The data processing is performed through paper supports or IT procedures by specially authorized internal subjects. Such internal subjects are allowed access to your personal data to the extent that it is necessary to carry out the processing activities that concern you.
The Data Controller periodically verifies the tools through which your data is processed and the security measures provided for which requests constant updating; verifies, also through the subjects authorized to the treatment, that personal data of which the processing is not necessary or whose purposes are exhausted, is not collected, processed, filed or stored; verifies that the data is stored with the guarantee of integrity and authenticity and their use for the purposes of the treatments actually performed.
The Data Controller guarantees that the data, even after the verifications, are found to be excessive or irrelevant will not be used except for the possible retention, according to the law, of the deed or document that contains them.
The data is stored in paper, computerized and software archives located within the European economic area, and adequate security measures are ensured.
For how long
The personal data processed are kept for the time necessary to carry out the activities related to the management of the contract that you have stipulated with the Data Controller and for the fulfilments, including those required by law, arising therefrom.
- identifying data
- accounting data
- data relating to professional and commercial activity
- data relevant to health fitness
Duration of the contractual relationship Without prejudice to:
- termination of the contract (for any reason)

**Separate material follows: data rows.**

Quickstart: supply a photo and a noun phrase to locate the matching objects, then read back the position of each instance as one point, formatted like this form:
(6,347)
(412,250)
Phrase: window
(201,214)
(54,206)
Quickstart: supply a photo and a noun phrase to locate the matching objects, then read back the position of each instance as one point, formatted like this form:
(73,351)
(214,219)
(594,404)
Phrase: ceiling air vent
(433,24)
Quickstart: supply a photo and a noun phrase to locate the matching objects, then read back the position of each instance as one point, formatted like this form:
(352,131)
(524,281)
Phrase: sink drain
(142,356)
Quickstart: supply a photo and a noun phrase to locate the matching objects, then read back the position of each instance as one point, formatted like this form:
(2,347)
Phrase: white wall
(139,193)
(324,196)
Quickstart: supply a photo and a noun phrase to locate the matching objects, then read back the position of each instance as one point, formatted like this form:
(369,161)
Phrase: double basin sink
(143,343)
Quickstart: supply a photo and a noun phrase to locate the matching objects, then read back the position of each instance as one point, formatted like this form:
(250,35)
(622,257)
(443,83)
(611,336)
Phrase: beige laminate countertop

- the purposes that continue beyond the conclusion of the contract (e.g. bookkeeping, art. 2220 of the Italian Civil Code)
- the prescription terms: from five to ten years from the definition of the relationship and in any case from the moment in which the rights that depend on it can be exercised (articles 2935, 2946 and 2947 of the Italian Civil Code)
- for particular after-sales needs related to the average life of the product up to twenty years after the termination of the relationship. Except in the event of litigation if it involves an extension of the aforementioned terms, for the time necessary to pursue the related purpose
Computer data (access log to systems and to the network and / or IP addresses)
The duration of the storage depends on the presumed and / or detected risk and the prejudicial consequences that derive from it, without prejudice to the measures to make the data anonymous or to limit its treatment.
In any case, the data must be kept (with effect from the knowledge / detection of the hazard event or data breach) for the time necessary to notify the authority of the violation of the data detected through the procedures implemented by the Data Controller and in any case take remedial actions.